In 2004, Phillip Cribb and Benedict John Pollard reported on the discovery of a single epiphyte that Pollard had discovered in 2002 on one small, cultivated mango tree (Mangifera indica), in a private garden in Nyasoso (at elev. 830 m), Mount Kupe. They gave it the name Bulbophyllum kupense. It is the only one ever recorded, and it is still living. However, it is highly probable that this is not the only example of this species, which likely occurs somewhere in the forests on and around Mount Kupe. A plan by the interested parties (Pollard, Cribb and others) to propagate a small part of the plant that was removed, is now underway. Pollard had observed that the garden that surrounds the plant's host has been fenced, affording it better-than-nothing protection. Bulbophyllum kupense is regarded as a synonym of B. teretifolium by Plants of the World Online.
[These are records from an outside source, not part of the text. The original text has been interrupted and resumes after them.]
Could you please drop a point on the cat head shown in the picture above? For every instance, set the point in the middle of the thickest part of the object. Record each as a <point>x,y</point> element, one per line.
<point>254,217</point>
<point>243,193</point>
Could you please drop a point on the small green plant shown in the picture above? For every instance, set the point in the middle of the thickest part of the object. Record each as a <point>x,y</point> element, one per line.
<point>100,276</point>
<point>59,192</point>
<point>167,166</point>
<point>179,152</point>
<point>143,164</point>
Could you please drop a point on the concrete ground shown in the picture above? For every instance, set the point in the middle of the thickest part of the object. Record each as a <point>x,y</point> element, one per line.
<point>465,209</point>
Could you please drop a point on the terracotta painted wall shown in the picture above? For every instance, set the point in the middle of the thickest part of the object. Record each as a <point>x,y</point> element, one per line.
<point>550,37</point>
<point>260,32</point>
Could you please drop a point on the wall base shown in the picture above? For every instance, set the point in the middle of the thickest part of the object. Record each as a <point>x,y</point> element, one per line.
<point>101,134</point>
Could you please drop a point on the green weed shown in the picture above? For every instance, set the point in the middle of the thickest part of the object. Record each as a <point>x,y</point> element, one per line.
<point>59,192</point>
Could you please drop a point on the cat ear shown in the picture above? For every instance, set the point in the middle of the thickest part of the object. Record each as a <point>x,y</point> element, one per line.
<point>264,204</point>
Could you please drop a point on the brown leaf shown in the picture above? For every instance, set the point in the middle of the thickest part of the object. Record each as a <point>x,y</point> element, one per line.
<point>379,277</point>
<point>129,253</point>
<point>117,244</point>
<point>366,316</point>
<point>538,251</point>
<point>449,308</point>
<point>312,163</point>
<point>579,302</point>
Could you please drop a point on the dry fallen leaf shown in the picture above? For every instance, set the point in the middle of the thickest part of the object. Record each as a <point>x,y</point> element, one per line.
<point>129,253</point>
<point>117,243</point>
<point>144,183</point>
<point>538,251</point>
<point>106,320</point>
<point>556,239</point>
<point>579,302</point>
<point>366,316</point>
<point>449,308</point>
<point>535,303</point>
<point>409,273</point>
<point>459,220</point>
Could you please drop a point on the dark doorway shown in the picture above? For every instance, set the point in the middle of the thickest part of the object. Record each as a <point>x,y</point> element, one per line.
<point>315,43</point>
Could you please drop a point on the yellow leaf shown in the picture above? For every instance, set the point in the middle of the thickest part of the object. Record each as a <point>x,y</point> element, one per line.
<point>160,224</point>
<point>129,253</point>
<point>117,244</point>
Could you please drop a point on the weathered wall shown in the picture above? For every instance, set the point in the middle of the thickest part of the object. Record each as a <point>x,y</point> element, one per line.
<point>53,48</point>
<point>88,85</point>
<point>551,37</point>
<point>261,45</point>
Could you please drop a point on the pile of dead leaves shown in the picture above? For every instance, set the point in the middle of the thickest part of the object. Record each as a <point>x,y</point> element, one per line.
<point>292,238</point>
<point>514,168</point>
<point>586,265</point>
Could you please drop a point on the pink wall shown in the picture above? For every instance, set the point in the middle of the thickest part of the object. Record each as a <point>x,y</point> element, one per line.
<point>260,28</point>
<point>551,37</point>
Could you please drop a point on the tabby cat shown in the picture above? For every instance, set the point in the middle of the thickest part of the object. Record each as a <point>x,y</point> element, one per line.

==Distribution and habitat==
This orchid is only known from near Yaoundé, the capital city of Cameroon where it grows on the side of a hill.

==Conservation==
Bulbophyllum teretifolium grows in forest threatened by deforestation, hunting and clearing for agriculture but with no conservation status. As B. kupense it is classed as "critically endangered" by the International Union for Conservation of Nature.